С радостью и облегчением проводил его со своего подворья звенигородский наместник. Отлегло у него от души: думал, небось, загостится опальный боярин… Трусил наместник, берёг свою голову. Знал он добрую старую заповедь: не лезь зернинка меж жернова, и жил по этой заповеди. Да Челяднин и не обиделся на негостеприимство наместника, подумал лишь с горечью, отъезжая: «Застращал царь-батюшка! Уж и гостеприимством боятся провинить!»
Покидая Звенигород, Челяднин прежде заехал в монастырь Савы Сторожевского — поклониться Спасу Нерукотворному…
Знаменит был сторожевский Спас. Написал его лет полтораста назад московский иконописец Андрей Рублёв по слову самого Савы Сторожевского, основателя и первого настоятеля монастыря, и пошла с той поры по всей Русской земле молва о добром Спасе звенигородском, который одним своим взглядом приносит людям радость и утешение.
Впервые увидел Челяднин эту икону лет сорок назад, когда сопровождал отправившегося на моления по подмосковным монастырям великого князя Василия, отца нынешнего государя, и с тех пор уже ни разу не преминул Звенигорода, не преклонив головы перед поразившим его образом.
Могучей, не человеческой, но и не божественной добротой оживил глаза Спасу Рублёв. Он смотрел с иконостаса пытливо и чутко, но спокойно, не осуждая и не грозя; как будто забыв о греховности рода человеческого, образумить и возродить который он был призван. Пытливость его тоже не была той страшной, всевидящей пытливостью, от которой сникают и потупляются души. Он допытывал мирно и ласково, как допытывают о боли, чтобы унять её.
Всё самое сокровенное тянулось из души на зов его чутких глаз: унималась ненависть, никло зло, исчезали обиды, сомнения, страхи, душа очищалась легко и свободно без долгих молитв и взываний. Глаза Спаса пророчили радость, большую и светлую радость — и в этом, в ином мире, которому он один был и провозвестник, и свидетель. Смятенный дух и сознание оживали пред его доброй и мудрой неколебимостью, и за ней, как за неразрушимой защитой, нарождалась в успокоенной и освобождённой душе собственная сила — сила восторжествовавшего добра.

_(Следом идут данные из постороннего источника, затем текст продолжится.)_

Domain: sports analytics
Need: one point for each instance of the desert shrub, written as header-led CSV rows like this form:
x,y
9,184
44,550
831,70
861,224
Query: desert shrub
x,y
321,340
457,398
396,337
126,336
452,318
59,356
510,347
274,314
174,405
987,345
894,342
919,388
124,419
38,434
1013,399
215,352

Этим-то и влёк к себе Челяднина рублёвский Спас. Он никогда не видел в нём Бога, он видел в нём человека и приходил к нему как к человеку, порой будучи не в силах осенить себя перед ним крестом.
Последний раз он приходил к нему десять лёг назад — изгнанником, отверженным… Всю свою злобу, ненависть, всю свою боль, тоску, отчаянье принёс тогда он пред его глаза, и они помогли ему выстоять, помогли сохранить надежду и веру в свою правоту.
Теперь он принёс к нему свои сомнения, разочарованность, уныние… О многом он хотел поведать Спасу, от многого избавиться с его помощью, во многом утвердиться.